Die Auseinandersetzung um diese Fragen wird auch unsere eigene Situation hier in Europa transformieren, wird zur Rückkehr sozialer Auseinandersetzung in unseren Alltag führen, zu einer Polarisierung zwischen denen, die die Privilegien gegen den Ansturm aus den ehemaligen Kolonien in einer Festung Europa verteidigen und jenen, die sich als Partner in den weltweiten Kampf gegen Armut, sprich die Entwicklung kooperativer Beziehungen zwischen den Metropolen und den heranwachsenden Völkern einbringen wollen.
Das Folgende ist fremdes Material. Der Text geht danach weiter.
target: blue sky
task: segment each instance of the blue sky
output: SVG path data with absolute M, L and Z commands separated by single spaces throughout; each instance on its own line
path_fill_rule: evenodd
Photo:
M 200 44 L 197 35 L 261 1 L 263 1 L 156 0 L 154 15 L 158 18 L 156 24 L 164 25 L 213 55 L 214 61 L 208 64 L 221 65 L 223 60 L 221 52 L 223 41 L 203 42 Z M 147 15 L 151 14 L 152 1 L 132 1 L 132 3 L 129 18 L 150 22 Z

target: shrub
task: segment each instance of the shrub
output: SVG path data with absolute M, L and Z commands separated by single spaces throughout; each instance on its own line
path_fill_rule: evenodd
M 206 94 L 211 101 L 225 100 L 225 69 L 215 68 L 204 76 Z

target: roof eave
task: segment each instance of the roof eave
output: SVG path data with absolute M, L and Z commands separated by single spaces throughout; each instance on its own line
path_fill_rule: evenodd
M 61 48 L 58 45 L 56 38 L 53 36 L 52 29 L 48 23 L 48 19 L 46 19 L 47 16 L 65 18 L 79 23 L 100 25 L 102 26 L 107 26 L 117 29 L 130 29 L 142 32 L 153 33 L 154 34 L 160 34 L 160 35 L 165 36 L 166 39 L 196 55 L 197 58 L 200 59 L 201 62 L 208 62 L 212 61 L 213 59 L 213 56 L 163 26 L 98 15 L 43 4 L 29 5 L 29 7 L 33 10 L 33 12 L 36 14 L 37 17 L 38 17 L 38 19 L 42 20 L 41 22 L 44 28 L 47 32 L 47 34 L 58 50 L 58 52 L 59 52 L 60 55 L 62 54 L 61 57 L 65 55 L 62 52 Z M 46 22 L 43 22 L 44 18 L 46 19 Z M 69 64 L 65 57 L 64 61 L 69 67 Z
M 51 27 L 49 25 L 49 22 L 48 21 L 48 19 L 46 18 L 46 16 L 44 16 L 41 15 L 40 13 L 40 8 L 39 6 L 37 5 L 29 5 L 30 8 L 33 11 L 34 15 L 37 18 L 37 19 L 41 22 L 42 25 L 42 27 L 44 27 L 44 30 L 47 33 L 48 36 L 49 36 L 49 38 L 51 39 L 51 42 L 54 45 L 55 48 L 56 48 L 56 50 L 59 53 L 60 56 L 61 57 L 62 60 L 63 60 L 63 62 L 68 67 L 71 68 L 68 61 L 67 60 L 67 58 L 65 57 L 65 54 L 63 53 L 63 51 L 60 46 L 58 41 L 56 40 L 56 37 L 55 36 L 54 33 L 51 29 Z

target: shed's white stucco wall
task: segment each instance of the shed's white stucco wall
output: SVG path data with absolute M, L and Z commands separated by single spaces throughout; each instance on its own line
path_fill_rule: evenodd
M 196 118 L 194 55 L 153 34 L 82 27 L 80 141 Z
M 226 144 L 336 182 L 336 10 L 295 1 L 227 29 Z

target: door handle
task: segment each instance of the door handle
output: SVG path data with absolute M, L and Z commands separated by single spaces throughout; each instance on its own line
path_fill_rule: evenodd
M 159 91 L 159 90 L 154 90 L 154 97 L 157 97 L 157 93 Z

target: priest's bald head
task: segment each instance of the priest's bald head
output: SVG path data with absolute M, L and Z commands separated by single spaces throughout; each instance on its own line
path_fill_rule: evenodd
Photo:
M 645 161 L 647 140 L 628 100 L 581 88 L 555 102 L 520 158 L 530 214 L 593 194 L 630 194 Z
Die Welt, die so entsteht, das darf man anfügen, wird nicht mehr die Welt sein, in der die Forderungen aus den Tagen der französischen Revolution nach „Freiheit, Gleichheit und Brüderlichkeit“ auf Freiheit ODER Gleichheit verkürzt wurden, in der Freiheit zur Freiheit der Ausbeutung und Gleichheit zu Gleichmacherei verkam. Gleichheit und Freiheit werden in lebendiger Kooperation durch Hilfe zum gegenseitigen Nutzen verbunden werden, die aus der Einsicht kommt, das Überleben und Entwicklung heute nur noch in gegenseitiger Unterstützung möglich ist, oder es wird weder Freiheit noch Gleichheit mehr geben. Der dritte, bisher unterentwickelte Impuls der französischen Revolution, die Brüderlichkeit, erreicht so den Globus – vorausgesetzt, er wir nicht erstickt. Der Förderung dieses Impulses muss daher alles Bemühen gelten. Das ist die Moral einer anderen Globalisierung.